The decision to study nursing came after the decision to attend UPenn, as the school simply “grabbed” Allen and met his overarching undergrad goals. A brief informational meeting with UPenn’s admission office introduced him to nursing, particularly the role of nurse practitioner, which he says he had never really heard of. It too clicked with him, as he realized it would allow him to do all the things that interested him.
Allen says it took a few years for him to really appreciate nursing and the ability to work one-on-one with patients. Now, he says he can fully articulate why he is happy with his choice to become a nurse.
Allen says his classmates are brilliant and highly motivated. “Everyone’s working to be the top in what they’re doing.” Yet, though his nursing class only started with about 10 males, several have dropped out, as did a number of nursing students in general. Given the trying nature of the first years of the nursing program, this didn’t surprise him. “It can feel subservient, especially in some of the basic classes,” he says. “You grow to appreciate the role nurses play in patient care—which is why we’re all here.” Allen says he believes the work will become more fluid, second nature, and perhaps easier as years go on and he gains more experience. “I think I’ve been really lucky,” Allen says. “UPenn does a really great job in supporting students.”
True to his past and his flight nurse dreams of the future, Allen says he enjoys the fast-paced nature of the emergency department, and he hopes to work in a similar trauma-based environment.

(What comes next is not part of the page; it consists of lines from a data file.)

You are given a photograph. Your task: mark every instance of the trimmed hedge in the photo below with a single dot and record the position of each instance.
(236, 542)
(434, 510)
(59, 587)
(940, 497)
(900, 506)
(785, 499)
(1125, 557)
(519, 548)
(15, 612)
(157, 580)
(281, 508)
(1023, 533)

The challenges may scare would-be nurses, particularly those graduating from high school in this economically uncertain time, a world where nurses are desperately needed to fill current and projected future vacancies. But Allen offers some sage advice: “Really think about what you value and what you want to do, and then talk to people in other fields” to see if your vision of the future and the reality align, he says.
After enrolling in the program, know that it will be difficult. If you find you don’t love nursing, Allen says, give it a chance, talk to more people, and try to determine if what you don’t like is really indicative of nursing or if it might change as time goes by. Perhaps then you, like Allen, will find the rewards far outweigh the challenges.